Why Holder’s Probe Won’t Fix Ferguson

2 minute read

Is the Ferguson police department racist?

Nearly a month after the shooting death of an unarmed black teenager at the hands of a white police officer, that question is going to get an official answer, as Attorney General Eric Holder has announced a broad investigation into whether the cops in Ferguson, Mo. engaged in a pattern or practice of civil rights violations over the years.

But not all investigations are created equal, and the new DOJ probe may not deliver the kind of results that last month’s impassioned demonstrators were looking for.

The Department already has a targeted probe into the shooting of the teenager, Michael Brown, by the police officer, Darren Wilson. That investigation is designed to answer the narrow question of whether Wilson broke the law by shooting and killing Brown. The first step in the process of answering that question will come when a grand jury decides whether or not to indict Wilson; the final step would be a trial jury’s determination of his guilt or innocence.

For all the power of that criminal probe, though, Wilson’s fate won’t fix Ferguson, one way or the other. Unfortunately for that struggling suburb, it is unlikely Holder’s new civil rights investigation will either.

The new investigation is being undertaken by the Civil Rights Division’s Special Litigation Section. It doesn’t prosecute crimes–there’s a separate criminal section in the division designed to help prosecutors do that. Instead, among other things, the Special Litigation Section seeks settlements and court orders to require systemically discriminatory police departments to improve their behavior. It gets them to do that by imposing reforms like increased transparency and data collection, fostering community-police partnerships, reviewing uses of force and providing training and supervision.
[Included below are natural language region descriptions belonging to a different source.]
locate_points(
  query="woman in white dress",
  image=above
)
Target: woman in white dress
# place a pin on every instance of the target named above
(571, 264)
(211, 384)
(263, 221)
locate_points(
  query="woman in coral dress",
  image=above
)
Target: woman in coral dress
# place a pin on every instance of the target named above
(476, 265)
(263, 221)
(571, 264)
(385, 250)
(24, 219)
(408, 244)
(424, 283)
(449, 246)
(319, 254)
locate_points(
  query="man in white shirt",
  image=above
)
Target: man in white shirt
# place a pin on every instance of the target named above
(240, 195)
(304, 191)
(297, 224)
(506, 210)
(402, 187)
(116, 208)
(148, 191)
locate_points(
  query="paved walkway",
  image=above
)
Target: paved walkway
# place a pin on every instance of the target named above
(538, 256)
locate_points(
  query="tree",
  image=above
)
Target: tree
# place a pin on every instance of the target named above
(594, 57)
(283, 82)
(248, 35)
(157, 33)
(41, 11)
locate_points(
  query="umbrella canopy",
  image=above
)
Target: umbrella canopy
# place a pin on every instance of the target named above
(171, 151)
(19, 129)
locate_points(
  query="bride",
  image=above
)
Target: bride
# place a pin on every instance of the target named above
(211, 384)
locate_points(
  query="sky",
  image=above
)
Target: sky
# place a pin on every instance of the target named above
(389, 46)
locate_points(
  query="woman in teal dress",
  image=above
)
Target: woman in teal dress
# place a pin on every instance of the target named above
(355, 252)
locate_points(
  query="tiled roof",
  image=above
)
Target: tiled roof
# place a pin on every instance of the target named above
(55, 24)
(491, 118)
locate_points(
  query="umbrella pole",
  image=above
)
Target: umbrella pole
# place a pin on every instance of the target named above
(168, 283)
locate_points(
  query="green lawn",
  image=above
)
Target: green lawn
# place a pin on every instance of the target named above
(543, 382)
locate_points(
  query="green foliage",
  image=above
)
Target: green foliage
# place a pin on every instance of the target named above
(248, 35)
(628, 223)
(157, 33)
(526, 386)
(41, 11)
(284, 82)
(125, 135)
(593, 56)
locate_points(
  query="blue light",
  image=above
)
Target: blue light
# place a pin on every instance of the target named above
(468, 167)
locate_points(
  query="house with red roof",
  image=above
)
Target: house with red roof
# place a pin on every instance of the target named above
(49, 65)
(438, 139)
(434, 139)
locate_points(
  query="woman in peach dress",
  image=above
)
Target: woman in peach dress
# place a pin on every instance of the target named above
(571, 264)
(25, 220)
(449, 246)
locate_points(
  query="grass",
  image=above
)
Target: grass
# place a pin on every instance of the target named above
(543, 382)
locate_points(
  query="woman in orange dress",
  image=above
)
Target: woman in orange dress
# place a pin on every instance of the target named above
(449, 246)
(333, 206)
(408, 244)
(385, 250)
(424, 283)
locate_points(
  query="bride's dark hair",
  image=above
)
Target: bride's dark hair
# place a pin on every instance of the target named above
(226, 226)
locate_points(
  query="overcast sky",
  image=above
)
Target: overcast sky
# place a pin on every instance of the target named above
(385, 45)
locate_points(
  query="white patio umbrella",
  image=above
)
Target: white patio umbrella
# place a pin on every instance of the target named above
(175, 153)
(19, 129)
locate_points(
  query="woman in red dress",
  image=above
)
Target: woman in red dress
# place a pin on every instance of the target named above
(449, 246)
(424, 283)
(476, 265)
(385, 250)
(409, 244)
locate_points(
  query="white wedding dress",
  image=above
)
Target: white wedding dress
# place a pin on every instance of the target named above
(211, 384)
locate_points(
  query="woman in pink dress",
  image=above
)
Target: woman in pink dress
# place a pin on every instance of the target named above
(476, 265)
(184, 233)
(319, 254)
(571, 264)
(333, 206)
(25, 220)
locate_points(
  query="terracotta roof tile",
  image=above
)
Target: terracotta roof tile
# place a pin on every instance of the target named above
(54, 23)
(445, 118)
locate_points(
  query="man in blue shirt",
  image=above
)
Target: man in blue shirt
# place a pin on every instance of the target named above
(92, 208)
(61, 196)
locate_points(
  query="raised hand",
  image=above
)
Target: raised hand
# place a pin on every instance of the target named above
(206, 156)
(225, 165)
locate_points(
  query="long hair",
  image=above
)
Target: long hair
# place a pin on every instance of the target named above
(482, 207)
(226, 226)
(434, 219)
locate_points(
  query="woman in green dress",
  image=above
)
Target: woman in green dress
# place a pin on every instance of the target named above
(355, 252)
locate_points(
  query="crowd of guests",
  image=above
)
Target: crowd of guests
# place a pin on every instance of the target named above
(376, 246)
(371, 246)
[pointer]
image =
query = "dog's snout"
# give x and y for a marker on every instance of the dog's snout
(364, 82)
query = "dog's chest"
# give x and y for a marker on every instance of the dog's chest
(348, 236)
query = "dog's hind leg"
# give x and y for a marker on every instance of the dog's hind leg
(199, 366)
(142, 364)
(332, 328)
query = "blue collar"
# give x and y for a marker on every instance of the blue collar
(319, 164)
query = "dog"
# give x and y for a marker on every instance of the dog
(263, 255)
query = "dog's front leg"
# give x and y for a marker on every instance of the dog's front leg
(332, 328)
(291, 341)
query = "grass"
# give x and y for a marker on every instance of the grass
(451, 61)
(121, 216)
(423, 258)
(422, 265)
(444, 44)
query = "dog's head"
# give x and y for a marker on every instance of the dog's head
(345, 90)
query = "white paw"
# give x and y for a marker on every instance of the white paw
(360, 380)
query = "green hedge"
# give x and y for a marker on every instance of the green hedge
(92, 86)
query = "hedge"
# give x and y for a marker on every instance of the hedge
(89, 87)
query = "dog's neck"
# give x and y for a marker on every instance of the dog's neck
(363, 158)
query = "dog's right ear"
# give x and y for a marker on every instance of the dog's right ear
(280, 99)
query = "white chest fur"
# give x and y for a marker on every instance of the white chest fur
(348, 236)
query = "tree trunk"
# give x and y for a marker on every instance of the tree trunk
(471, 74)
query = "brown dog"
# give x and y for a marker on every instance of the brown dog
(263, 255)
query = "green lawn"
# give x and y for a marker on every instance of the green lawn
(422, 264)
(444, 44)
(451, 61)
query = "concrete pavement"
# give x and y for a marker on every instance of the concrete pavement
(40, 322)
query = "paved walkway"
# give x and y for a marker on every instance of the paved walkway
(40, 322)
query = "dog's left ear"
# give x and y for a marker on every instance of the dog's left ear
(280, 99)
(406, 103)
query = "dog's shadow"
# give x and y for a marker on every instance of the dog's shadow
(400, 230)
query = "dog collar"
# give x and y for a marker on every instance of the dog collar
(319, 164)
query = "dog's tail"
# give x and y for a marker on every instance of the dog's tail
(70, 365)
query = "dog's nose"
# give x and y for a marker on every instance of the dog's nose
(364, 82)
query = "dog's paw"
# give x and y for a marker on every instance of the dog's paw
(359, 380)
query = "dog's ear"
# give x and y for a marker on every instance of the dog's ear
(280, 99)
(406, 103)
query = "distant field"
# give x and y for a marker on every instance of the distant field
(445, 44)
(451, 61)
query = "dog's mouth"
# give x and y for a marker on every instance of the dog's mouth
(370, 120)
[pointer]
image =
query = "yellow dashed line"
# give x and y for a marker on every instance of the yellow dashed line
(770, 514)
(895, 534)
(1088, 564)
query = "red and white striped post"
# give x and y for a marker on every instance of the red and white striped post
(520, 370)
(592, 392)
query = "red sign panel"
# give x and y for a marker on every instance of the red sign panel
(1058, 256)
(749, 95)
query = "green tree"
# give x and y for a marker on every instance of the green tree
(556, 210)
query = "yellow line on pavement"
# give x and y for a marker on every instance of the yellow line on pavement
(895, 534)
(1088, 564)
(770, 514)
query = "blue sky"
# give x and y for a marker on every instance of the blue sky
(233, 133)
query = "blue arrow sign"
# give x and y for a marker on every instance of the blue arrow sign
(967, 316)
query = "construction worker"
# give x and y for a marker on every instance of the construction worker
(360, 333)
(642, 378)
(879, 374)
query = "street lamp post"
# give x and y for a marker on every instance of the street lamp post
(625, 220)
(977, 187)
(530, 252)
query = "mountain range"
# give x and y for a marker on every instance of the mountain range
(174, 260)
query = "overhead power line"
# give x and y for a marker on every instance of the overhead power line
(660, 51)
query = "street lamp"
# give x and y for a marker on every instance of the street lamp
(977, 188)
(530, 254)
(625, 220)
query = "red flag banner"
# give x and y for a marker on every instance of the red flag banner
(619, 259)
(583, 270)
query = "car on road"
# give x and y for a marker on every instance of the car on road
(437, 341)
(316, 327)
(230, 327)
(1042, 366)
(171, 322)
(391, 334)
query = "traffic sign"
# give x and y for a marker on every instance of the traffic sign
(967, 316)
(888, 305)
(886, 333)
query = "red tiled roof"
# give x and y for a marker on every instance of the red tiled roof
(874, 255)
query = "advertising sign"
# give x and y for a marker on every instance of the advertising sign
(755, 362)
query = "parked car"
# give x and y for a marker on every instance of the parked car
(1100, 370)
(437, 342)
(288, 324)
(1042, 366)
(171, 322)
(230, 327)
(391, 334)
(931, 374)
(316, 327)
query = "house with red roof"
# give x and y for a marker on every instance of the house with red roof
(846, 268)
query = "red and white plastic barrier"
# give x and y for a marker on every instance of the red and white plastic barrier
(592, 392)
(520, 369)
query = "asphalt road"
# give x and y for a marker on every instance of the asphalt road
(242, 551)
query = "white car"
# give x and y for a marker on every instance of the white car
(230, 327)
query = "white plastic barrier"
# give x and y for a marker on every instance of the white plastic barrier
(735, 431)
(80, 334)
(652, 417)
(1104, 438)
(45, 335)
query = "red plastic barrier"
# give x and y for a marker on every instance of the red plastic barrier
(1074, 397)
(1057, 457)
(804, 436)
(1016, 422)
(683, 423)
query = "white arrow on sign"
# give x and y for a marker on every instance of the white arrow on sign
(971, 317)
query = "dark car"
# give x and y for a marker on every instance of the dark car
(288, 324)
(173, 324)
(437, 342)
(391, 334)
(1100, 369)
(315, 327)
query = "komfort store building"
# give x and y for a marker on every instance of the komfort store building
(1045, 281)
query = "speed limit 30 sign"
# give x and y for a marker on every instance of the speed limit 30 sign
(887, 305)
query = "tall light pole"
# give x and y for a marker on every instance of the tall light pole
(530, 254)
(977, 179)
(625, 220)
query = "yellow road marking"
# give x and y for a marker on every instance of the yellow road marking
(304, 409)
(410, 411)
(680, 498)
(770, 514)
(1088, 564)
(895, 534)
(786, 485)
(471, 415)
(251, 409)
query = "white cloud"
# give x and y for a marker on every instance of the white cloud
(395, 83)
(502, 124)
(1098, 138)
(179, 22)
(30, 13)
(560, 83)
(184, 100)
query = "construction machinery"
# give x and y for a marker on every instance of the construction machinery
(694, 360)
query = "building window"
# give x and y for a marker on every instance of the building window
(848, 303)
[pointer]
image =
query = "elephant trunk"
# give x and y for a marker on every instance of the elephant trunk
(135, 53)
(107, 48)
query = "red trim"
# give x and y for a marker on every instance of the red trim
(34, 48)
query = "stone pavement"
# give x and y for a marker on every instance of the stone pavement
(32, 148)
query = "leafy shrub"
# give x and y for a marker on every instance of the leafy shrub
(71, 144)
Which is not to say such steps aren’t useful. Holder today called the work of the Special Litigation Section “historic” and said the department has opened 20 such investigations in the last five years, and is enforcing 14 agreements with law enforcement organizations.

But even if the new investigation does find systemic discrimination in Ferguson, and even if it does lead to a settlement or a court order, that will amount to one small step in the beleaguered community’s efforts to rebuild and reform.